Multilingual examples

The original CLIP Model only works for English, hence, we used Multilingual Knowledge Distillation to make this model work with 50+ languages.

For this, we must load the clip-ViT-B-32-multilingual-v1 model to encode our labels. We can define our labels in 50+ languages and can also mix the languages we have

python
# We provide the CLIP model and image loading codes again for those who use this multilingual
# version directly without having used the monolingual language.

# Import models
multi_model = SentenceTransformer("sentence-transformers/clip-ViT-B-32-multilingual-v1")
clip = SentenceTransformer("sentence-transformers/clip-ViT-B-32")
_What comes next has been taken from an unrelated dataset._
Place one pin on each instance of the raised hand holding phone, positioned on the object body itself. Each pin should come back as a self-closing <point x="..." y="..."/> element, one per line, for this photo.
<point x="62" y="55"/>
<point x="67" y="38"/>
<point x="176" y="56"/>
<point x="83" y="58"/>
# Then, we define our labels as text. Here, we use 4 labels
labels = [
    "Hund",  # German: dog
    "gato",  # Spanish: cat
    "巴黎晚上",  # Chinese: Paris at night
    "Париж",  # Russian: Paris
]

# We point to some images in our repository which we want to classify
img_names = ["eiffel-tower-day.jpg", "eiffel-tower-night.jpg", "two_dogs_in_snow.jpg", "cat.jpg"]
url = "https://raw.githubusercontent.com/huggingface/sentence-transformers/main/examples/sentence_transformer/applications/image-search/"
image_urls = [url + filename for filename in img_names]


# We compute the text embeddings for these labels
txt_emb = multi_model.encode(labels, convert_to_tensor=True)
img_emb = clip.encode(image_urls, convert_to_tensor=True)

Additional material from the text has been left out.